Hematuria in Dogs
Hematuria is a condition which causes blood to fall into the urine, and which may indicate a serious underlying disease process. Familial hematuria (a condition in which blood in the urine runs in certain families of animals) is usually implicated in young dogs, while cancer is the usual cause in older dogs. Females are at greater risk for urinary tract infections that lead to blood in the urine than are males.
Symptoms of hematuria include blood in the urine, a sign in itself. Red-tinged urine, with or without abnormal frequent passage of urine will be evident. In patients with cancer, a mass may be palpated during physical examination. In male dogs an enlarged and/or painful prostate gland may be felt during physical examination, and abdominal pain will be evident in some patients.
Patients with a blood-clotting disorder may present with subdermal skin hemorrhages, conditions known as petechiae and ecchymoses, which appear as bruises. These discolored spots will be indicated by round, purplish, non-raised patches on the skin.
- Systemic causes are generally due to coagulopathy (clotting)
- Low number of platelets or thrombocytes in the blood (a condition known as thrombocytopenia)
- Diseases of the upper urinary tract are caused by inflammation of the blood vessels (known as vasculitis)
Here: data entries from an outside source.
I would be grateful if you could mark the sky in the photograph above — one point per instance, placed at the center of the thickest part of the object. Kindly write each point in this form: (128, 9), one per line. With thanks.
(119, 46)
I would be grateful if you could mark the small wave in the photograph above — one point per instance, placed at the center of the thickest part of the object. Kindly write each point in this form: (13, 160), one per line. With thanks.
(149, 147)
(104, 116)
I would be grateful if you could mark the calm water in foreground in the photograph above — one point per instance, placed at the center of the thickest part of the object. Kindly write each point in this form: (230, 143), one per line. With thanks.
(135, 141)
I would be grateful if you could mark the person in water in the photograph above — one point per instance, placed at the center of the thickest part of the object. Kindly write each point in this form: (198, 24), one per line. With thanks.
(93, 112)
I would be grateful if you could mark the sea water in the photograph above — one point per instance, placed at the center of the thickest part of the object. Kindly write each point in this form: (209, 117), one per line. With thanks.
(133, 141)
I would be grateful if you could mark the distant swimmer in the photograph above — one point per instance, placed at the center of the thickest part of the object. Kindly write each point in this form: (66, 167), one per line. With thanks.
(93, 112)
- Upper urinary tract – the kidneys and ureters:
- Structural or anatomic disease, such as cystic kidney disease and familial kidney disease
- Metabolic diseases, such as kidney stones
- Infectious diseases
- Idiopathic causes
- In the lower urinary tract:
- Infectious disease
- Inflammatory disease in the kidney
- Unknown cause
- Lower Urinary Tract ‒ bladder and urethra:
- Structural or anatomic issues such as bladder malformations are implicated in bringing on hematuria
- Metabolic causes, such as stones, are possible
- Infectious disease (such as bacterial, fungal, and viral disease):
- Idiopathic causes
- Chemotherapy can elicit hematuria
- Unknown cause
- Issues involving the genitalia include metabolic conditions:
- Heat cycle, or estrus
- Cancer or tumors
- Iinfectious disease such as from bacteria and fungus
- Inflammatory disease
You will need to give a thorough history of your dog's health, including a background history of symptoms, and possible incidents that might have precipitated this condition. The history you provide may give your veterinarian clues as to which organs are causing secondary symptoms. Your veterinarian will perform a thorough physical exam on your dog, with a complete blood profile, including a chemical blood profile, a complete blood count, and a urinalysis. In male dogs, examination of an ejaculate sample will help to identify prostatic disease.
Differential diagnoses for blood-tinged urine will include other causes for discolored urine. The common urine reagent strip tests for blood are designed to detect red blood cells, hemoglobin, or protein. Diet will also be considered. If you are supplementing your dog's diet with vitamins or anything different from a regular kibble diet, you will need to share this with your veterinarian, since substantial doses of vitamin C (ascorbic aid) may cause false-negative reagent test strip results.
Ultrasonography, radiography, and contrast radiography may be useful in obtaining a diagnosis. If any mass lesions are indicated, a biopsy may be necessary for a definitive diagnosis. A vaginoscopy in female dogs, or a cystoscopy in male dogs will rule out neoplasia and lower urinary tract issues.